Beim Bundesamt für Verkehr will man den Vorwurf aber nicht auf sich sitzen lassen. Man habe die Hinweise des Preisüberwachers auf die Gewinne von Postauto sehr ernst genommen und sei ihnen nachgegangen, schreibt das BAV in einer Stellungnahme. Ein Grund dafür, dass die Postauto-Berichte hart mit dem Bundesamt ins Gericht gehen, ist wohl auch, dass das BAV in den letzten Monaten gar nicht darlegen konnte, was es in dieser Sache unternommen hatte. Zugleich gesteht das BAV ein: «Rückblickend betrachtet hätte das BAV den Hinweisen noch hartnäckiger nachgehen sollen, wobei offenbleibt, ob die Umbuchungen entdeckt worden wären.»

Die Aufseher des Bundes vertrauten offenbar darauf, dass die Post beherzigte, was ihr an einer Sitzung vom 26. November 2012 vom BAV und vom Verkehrsdepartement im Beisein von Postchefin Susanne Ruoff in Erinnerung gerufen wurde: Die branchenübliche Rendite im abgeltungsberechtigten Verkehr ist gleich null. Nur kurze Zeit später erteilte die Post Postauto den Auftrag, die unerlaubten Gewinne über neue Strukturen zu sichern.

Dass die Rechnungsverantwortlichen bei Postauto eher leichtes Spiel mit den Aufsehern hatten, wird im Untersuchungsbericht der Kanzlei Kellerhals & Carrard an mehreren Stellen deutlich.

So verweigerte Postauto immer mal wieder die Herausgabe von Dokumenten an die Kontrolleure des BAV. Was die Frage nach sich zieht, weshalb das BAV nicht dezidierter auftrat. Aus dem Amt ist zu vernehmen, dass man über keine Druckmittel (zum Beispiel Beschlagnahme) verfüge. Ultima Ratio wäre, die Postauto-Jahresrechnung nicht zu genehmigen. Zu dieser Methode griff das Amt tatsächlich, aber erst einige Jahre später.

 

Fehlten die Ressourcen?
Auffallend ist, dass das Amt personell eher karg aufgestellt ist. So sind für die jährliche Genehmigung der Jahresrechnungen der beaufsichtigten Unternehmen 15 Personen zuständig. Für die zweijährliche vertiefte Prüfung sind es gerade einmal vier Personen.
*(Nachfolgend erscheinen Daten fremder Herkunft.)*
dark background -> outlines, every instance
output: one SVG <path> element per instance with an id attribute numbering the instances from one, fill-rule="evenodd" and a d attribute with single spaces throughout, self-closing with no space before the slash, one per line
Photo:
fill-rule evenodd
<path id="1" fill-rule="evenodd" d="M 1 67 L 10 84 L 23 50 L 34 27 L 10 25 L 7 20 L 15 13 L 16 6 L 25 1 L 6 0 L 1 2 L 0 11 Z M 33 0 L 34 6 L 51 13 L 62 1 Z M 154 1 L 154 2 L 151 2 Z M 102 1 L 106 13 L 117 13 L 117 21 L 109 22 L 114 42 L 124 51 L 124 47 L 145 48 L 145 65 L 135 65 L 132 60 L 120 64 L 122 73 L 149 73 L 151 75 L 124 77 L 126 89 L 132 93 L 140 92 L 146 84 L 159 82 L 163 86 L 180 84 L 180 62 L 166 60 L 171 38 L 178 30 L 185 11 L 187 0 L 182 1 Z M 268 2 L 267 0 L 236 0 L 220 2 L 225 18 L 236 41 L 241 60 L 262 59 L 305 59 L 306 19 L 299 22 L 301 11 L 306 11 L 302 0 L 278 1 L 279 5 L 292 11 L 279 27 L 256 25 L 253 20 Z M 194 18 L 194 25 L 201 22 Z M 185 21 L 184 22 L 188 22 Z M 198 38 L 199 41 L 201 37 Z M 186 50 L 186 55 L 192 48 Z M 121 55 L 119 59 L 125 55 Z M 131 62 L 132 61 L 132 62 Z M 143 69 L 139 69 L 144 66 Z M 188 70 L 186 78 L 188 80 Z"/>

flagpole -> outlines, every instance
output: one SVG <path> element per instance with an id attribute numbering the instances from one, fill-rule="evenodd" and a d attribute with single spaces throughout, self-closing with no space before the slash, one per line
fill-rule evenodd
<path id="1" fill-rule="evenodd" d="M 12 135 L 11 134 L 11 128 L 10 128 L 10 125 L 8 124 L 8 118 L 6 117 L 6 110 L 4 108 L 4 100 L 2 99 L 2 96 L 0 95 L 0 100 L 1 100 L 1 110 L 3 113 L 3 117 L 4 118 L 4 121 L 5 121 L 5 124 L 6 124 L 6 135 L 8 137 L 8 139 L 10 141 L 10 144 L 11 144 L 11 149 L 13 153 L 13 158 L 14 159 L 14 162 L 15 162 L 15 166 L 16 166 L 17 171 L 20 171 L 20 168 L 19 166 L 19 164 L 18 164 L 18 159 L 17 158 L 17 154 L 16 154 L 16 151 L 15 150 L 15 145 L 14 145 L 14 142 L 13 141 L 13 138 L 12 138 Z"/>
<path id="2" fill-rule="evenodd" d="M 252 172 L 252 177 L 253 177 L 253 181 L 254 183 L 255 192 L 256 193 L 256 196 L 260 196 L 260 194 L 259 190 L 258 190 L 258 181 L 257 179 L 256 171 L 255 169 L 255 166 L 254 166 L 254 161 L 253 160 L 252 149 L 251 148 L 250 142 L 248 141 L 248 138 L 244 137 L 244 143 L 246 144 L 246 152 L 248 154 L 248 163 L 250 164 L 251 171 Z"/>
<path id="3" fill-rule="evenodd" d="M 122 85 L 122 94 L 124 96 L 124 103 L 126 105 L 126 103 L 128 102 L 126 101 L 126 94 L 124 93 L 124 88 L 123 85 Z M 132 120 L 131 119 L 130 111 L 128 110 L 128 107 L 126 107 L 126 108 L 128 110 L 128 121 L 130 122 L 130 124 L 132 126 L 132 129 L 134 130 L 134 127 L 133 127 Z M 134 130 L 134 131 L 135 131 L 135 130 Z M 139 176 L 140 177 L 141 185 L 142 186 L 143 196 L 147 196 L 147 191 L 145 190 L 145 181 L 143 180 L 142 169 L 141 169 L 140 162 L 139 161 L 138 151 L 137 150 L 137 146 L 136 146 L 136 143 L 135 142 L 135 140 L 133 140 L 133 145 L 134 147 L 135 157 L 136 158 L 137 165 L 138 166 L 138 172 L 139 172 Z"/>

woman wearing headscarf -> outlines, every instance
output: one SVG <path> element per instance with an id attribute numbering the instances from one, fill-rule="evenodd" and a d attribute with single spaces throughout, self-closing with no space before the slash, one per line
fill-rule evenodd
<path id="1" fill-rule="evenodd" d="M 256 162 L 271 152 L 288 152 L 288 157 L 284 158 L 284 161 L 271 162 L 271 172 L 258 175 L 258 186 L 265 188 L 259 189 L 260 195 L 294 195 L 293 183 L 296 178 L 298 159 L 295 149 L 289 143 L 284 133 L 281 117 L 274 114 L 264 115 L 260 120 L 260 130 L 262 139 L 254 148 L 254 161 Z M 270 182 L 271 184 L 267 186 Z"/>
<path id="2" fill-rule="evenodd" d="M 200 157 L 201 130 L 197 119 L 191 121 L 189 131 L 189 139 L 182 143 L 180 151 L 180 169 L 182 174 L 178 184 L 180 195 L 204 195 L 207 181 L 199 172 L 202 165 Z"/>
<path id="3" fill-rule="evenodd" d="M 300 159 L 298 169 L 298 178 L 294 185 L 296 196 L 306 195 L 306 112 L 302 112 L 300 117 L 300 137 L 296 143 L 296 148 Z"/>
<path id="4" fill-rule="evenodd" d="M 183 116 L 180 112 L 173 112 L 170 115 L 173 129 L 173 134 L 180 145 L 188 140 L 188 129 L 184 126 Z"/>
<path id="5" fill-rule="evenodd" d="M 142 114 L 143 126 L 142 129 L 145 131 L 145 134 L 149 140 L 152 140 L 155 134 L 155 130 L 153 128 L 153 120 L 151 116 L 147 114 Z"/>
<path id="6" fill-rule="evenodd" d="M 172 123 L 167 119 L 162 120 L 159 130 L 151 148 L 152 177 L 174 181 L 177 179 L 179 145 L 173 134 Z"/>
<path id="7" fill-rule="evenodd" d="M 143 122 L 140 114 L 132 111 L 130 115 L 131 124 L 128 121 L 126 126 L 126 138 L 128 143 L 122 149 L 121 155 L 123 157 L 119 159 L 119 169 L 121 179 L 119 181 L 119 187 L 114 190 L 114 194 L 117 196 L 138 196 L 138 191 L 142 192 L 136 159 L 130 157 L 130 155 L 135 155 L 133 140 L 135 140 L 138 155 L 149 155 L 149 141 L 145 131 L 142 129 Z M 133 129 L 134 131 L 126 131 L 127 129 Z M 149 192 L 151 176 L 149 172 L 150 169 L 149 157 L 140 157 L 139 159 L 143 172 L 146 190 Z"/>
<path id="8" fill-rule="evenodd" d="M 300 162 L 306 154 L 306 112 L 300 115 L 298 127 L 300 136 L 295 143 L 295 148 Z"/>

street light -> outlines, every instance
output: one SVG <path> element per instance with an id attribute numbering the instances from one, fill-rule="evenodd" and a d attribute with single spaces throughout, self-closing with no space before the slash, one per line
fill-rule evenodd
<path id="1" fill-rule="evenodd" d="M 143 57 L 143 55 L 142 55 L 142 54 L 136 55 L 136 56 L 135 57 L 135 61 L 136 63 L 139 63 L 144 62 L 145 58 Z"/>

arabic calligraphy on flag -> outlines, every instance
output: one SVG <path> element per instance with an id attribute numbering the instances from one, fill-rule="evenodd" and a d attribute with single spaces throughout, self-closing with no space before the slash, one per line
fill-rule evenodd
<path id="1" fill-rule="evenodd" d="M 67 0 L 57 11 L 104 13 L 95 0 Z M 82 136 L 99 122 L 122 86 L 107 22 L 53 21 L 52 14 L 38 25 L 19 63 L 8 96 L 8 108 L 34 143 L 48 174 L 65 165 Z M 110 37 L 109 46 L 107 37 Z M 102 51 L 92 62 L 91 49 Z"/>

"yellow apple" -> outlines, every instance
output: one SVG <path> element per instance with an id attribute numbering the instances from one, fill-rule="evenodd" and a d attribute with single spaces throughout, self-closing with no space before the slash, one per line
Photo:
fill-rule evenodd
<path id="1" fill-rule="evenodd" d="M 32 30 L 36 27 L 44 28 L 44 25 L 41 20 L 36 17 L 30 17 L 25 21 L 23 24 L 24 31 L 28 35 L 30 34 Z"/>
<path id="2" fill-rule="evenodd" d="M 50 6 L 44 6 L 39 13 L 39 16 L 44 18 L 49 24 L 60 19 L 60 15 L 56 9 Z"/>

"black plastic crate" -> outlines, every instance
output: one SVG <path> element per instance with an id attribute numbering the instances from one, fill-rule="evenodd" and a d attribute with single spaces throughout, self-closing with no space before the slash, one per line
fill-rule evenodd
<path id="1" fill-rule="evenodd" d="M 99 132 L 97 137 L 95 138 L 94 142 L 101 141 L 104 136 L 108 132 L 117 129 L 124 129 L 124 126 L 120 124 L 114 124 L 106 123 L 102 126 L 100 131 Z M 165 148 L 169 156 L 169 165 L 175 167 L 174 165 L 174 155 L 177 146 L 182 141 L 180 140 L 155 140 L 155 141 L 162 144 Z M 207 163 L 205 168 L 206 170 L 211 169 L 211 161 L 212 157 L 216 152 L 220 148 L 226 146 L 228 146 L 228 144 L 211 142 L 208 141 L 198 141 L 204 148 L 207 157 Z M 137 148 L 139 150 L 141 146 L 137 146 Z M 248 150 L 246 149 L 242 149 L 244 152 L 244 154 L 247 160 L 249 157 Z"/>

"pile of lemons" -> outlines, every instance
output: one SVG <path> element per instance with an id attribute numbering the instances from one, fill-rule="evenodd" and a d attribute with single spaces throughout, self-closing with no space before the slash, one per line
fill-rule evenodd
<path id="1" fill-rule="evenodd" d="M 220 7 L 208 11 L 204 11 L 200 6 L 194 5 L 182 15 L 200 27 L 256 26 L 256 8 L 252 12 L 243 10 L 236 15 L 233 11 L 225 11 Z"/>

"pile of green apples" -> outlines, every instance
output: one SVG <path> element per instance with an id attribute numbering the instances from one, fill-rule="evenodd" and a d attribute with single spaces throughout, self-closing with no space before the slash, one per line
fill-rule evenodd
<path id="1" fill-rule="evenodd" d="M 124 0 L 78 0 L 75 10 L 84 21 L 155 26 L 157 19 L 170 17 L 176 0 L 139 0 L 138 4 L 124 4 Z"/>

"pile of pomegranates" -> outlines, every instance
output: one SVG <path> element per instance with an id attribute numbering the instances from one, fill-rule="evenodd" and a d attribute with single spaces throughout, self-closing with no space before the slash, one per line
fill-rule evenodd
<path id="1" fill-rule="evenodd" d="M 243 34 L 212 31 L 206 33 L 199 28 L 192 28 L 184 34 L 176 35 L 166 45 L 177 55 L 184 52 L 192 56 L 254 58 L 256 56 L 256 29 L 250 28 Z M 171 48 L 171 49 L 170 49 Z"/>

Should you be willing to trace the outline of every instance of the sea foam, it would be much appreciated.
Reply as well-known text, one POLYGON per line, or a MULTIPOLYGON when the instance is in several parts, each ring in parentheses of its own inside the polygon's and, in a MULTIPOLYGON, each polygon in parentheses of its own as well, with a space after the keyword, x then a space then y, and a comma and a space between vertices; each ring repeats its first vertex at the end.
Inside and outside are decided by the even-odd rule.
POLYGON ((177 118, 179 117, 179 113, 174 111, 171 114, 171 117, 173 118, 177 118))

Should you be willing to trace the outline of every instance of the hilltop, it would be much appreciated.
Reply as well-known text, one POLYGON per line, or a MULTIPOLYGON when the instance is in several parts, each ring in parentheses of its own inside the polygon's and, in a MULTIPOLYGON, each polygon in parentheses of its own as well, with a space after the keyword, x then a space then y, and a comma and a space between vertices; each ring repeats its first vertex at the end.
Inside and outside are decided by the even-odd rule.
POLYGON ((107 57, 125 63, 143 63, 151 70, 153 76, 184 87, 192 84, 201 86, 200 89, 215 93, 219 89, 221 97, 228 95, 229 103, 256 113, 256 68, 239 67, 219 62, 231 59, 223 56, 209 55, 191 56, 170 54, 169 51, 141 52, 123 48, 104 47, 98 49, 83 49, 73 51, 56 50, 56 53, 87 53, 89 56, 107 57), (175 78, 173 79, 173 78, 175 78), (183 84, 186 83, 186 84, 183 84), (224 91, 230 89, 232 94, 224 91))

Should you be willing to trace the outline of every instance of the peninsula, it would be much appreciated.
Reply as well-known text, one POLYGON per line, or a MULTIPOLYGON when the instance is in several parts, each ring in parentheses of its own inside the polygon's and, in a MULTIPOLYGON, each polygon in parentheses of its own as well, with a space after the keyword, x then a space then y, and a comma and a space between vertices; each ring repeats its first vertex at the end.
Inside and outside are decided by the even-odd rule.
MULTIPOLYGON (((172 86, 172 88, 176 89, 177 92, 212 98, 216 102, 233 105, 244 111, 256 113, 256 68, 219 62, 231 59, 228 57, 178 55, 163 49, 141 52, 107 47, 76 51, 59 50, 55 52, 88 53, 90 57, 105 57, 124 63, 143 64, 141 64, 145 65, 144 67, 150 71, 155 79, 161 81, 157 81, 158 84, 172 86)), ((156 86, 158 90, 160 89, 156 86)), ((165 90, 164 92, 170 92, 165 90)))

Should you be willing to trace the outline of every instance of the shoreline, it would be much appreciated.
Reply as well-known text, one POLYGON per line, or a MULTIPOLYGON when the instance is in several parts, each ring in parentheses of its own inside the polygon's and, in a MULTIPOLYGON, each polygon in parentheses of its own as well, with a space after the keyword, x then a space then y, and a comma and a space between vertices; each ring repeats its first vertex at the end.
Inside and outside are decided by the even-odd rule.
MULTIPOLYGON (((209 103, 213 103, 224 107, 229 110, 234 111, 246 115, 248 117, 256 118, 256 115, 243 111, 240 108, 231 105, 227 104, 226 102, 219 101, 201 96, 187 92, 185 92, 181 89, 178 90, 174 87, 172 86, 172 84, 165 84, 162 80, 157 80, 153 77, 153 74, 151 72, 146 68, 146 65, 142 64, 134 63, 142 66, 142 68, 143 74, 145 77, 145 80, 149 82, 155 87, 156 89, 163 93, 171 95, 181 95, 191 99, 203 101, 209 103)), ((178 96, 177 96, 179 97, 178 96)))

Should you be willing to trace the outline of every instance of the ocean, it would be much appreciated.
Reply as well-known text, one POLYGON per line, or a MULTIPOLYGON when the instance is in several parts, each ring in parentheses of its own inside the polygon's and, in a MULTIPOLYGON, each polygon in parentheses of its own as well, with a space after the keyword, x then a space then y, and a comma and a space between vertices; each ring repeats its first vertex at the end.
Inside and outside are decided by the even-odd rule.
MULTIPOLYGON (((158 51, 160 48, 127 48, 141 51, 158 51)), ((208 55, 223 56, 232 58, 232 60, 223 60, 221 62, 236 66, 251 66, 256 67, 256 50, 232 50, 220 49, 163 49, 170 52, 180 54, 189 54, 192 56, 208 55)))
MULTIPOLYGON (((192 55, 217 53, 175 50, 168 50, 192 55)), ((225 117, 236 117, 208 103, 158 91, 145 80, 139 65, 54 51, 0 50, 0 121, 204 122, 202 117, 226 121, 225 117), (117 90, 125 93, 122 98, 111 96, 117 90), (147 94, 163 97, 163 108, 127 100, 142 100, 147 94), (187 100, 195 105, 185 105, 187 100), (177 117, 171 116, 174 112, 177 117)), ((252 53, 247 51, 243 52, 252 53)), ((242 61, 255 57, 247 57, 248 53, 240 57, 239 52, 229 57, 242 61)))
Zum Kundenkreis dieser Revisoren gehören SBB, BLS und gegen 150 weitere Transportunternehmen. Auf die Frage, ob er nicht mehr Personal benötige, zeigte sich BAV-Direktor Peter Füglistaler in einem Medienbeitrag in diesem Frühjahr noch skeptisch: Wenn das BAV ausbaue, werde auch die Gegenseite aufrüsten.

Das Bundesamt betont in seiner jüngsten Stellungnahme zu den Vorwürfen im Expertenbericht Donatsch, dass es keine Anhaltspunkte für ein persönliches Verschulden von BAV-Mitarbeitenden gebe. «Die Verschleierung der Gewinne durch Postauto erfolgte so systematisch, dass sie von aussen praktisch nicht erkennbar war.»